The testimony of one of the defendants, among other evidence introduced, indicated that defendants did not use the disputed area continuously to establish a prescriptive right. Based upon such evidence, the trial court found that an interest by way of profit a prendre never was perfected.

The clear weight of the evidence also showed that although there was a fence in place far in excess of the prescriptive or adverse possession periods necessary to acquire enforceable new title, the almost complete concurrence of all the witnesses on both sides, was to the effect that the fence was used primarily to contain livestock from the field below. The record title clearly was shown to be in the plaintiffs at the outset and thereafter, which was confirmed many years later by an official survey.

The defendants have set forth in their brief, only isolated parts of testimony favoring their contentions, emphasizing existence of a fence for a long time. There was no showing of the important continuity of use factor, and no proof positive of any mutual acquiescence that the fence was or was intended to be a boundary. The trial court reasonably could have recognized and apparently did recognize such insufficiency in the evidence. The quality and quantum of evidence did not measure up to the standard that defendants claim Fuoco v. Williams, 18 Utah 2d 282, 421 P.2d 944 (1966) enunciates.
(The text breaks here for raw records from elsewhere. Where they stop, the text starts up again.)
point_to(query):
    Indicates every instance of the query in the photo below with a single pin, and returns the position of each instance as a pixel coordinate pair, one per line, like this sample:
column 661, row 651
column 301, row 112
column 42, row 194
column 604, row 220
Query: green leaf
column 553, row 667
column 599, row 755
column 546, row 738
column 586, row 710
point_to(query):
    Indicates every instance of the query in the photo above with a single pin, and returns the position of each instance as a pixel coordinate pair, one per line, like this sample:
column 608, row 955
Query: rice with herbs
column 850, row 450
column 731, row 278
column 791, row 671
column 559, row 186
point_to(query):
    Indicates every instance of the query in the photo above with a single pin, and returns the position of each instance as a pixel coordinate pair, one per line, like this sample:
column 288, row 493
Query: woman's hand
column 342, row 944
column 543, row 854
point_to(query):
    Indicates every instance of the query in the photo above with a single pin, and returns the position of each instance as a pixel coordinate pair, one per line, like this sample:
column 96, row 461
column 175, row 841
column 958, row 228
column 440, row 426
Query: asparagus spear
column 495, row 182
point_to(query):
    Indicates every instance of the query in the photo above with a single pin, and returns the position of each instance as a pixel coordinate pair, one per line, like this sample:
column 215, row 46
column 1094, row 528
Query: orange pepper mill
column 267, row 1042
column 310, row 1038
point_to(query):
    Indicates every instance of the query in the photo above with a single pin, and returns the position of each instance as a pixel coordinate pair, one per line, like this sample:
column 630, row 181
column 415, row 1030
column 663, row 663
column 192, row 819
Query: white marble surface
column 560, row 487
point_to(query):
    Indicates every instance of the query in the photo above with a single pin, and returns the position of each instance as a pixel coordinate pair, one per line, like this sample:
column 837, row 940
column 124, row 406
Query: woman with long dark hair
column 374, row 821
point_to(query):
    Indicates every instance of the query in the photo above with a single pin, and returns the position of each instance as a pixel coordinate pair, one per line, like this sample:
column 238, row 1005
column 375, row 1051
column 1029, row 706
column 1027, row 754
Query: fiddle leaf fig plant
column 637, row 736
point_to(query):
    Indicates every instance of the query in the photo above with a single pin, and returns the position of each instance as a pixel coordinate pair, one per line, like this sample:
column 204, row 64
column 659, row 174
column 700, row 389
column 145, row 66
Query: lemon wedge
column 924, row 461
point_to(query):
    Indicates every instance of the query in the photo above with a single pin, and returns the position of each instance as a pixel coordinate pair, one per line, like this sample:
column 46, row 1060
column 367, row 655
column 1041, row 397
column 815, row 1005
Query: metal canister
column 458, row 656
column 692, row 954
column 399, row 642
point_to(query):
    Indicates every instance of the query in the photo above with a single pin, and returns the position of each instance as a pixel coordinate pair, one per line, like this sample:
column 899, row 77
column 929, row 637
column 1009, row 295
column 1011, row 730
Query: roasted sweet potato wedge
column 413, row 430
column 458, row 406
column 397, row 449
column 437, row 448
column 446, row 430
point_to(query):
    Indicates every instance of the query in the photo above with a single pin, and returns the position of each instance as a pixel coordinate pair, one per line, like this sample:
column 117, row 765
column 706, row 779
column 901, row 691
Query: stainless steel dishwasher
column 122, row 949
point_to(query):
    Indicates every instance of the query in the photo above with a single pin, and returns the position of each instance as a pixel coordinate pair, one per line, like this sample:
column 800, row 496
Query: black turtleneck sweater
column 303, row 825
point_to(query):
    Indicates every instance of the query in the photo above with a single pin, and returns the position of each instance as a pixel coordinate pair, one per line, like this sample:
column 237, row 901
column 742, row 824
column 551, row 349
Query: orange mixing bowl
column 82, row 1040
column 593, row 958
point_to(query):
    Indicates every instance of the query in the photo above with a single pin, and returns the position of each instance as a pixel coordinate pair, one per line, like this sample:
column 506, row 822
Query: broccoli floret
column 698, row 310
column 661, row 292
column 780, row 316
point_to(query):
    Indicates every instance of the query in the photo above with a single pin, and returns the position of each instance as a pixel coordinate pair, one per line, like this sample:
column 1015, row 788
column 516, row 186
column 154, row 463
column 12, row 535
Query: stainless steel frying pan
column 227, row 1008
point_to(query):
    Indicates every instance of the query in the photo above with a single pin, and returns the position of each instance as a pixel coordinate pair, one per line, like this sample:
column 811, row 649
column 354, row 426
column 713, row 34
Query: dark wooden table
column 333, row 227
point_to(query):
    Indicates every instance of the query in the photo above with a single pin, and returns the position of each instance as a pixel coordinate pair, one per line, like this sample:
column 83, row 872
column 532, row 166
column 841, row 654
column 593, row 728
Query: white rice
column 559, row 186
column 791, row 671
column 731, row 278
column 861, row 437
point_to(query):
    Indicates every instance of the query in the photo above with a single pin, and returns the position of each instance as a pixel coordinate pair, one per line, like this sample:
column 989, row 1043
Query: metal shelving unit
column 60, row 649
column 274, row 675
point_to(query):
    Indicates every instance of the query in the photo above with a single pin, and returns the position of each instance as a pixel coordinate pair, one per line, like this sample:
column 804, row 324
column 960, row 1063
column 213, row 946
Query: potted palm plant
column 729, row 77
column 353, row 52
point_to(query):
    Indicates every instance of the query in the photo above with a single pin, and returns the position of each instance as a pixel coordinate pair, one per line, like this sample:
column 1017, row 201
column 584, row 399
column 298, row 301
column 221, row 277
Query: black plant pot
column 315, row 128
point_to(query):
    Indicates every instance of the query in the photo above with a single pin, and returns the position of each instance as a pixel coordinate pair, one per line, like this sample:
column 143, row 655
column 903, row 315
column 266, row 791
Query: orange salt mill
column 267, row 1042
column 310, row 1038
With little or no contradiction but with considerable concurrence by the defendants themselves, a number of witnesses on both sides conceded that there had been no dispute as to record title at any time over the years. Practically everyone testified as to the purpose of the fence's first and continuous existence — that of keeping livestock away from the fields below. Such purpose eliminates any question of boundary by acquiescence, since the primary purpose thereof is to lock title about which there may be some kind of disagreement into a fixed asset. It would appear that Ringwood v. Bradford, 2 Utah 2d 119, 269 P.2d 1053 (1954) is dispositive here. That case rejected a claim of boundary by acquiescence.

The owners of the adjoining "Dansie property" sought out their neighbors, record owners of the "Leon property," with an offer to purchase the subject property. This clearly constitutes a recognition, and far from an adverse gesture of the title as recorded, with no hint as to doubt about the true boundary.

This Court traditionally looks more favorably at evidence justifying affirmance of the decision. The undisputed evidence present in this case amply confirms the correctness of the trial court's decision.

Affirmed, costs awarded to plaintiffs.